We finished Pearl's walk, in which she pointed a flock of pigeons, and tracked down the wrapper to a Zagnut Bar, and went back to my place and loaded her into the car and headed out to Lexington.

The postal clerk was the same woman with the teased pink hair that I'd talked with before, though she didn't seem to remember me.

"You talk to your mother's friend?" she said when Paul presented himself.

"No," he said.

"Oh. I figured when we couldn't give him the mail he got hold of you."

"No, my mother didn't mention it," Paul said.

"I hate regulations, too," the clerk said. "But they're there. You can't just hand the mail out to anyone who asks."

"Sure," Paul said. "It's a good rule."

"Yeah." She shrugged. "Well, some people get pretty mean about it, but I don't make the rules, you know?"

"I know, you did the right thing."

"But since you're her son, no problem."

Paul nodded encouragingly.

"We should tell him we've got the mail," I said to Paul.

He nodded. I looked at the clerk.

"You wouldn't know who he was, would you?"

"Gee, I have no idea," she said. "Sort of a short guy, lot of hair, combed up in front, like Elvis. Only he's real dark, like a dago or a Frenchman."

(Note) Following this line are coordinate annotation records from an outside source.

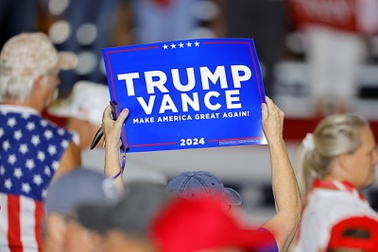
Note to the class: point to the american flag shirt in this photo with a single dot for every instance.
(30, 152)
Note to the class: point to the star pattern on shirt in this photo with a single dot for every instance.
(30, 152)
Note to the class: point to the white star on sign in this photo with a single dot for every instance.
(35, 140)
(65, 143)
(41, 156)
(23, 148)
(37, 179)
(12, 159)
(17, 173)
(11, 122)
(61, 132)
(55, 165)
(51, 149)
(47, 171)
(44, 123)
(6, 145)
(30, 126)
(17, 135)
(30, 164)
(8, 184)
(26, 187)
(48, 134)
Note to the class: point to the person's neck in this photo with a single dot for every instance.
(337, 177)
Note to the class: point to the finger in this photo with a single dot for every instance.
(264, 110)
(122, 117)
(107, 112)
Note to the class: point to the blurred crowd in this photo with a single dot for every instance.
(59, 193)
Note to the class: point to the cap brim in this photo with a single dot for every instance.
(251, 239)
(94, 217)
(233, 196)
(67, 60)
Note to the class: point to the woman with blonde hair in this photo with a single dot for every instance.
(333, 164)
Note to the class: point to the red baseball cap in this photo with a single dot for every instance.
(204, 223)
(356, 232)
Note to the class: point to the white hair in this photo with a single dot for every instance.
(15, 88)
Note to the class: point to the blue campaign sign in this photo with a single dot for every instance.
(188, 94)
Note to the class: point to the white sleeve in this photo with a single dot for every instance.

I looked at Paul. "Sounds like Uncle Nick," I said.

"Yeah, Nicky's really excitable."

"Well, I don't care if he's your uncle or not. He was mean as hell. He had some ID, he should have shown it to me."

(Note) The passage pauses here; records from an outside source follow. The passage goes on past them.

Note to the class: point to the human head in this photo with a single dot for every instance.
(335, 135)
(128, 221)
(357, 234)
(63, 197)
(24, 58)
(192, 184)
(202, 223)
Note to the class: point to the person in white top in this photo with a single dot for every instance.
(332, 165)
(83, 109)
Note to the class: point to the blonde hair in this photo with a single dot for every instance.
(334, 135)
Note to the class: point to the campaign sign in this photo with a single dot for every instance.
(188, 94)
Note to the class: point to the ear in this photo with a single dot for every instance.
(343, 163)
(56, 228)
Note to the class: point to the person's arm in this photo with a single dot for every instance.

"He's not really my uncle," Paul said. "Just an old friend of my mother's.

We call him Uncle Nick."

"Well, he's a mean one," the clerk said.

There were four or five people forming in line behind us at the single window. One of them said something about "social hour" to his line mate.

The clerk ignored them.

"We don't get paid enough to take abuse, you know what I'm saying."

"I hear you," Paul said with a straight face.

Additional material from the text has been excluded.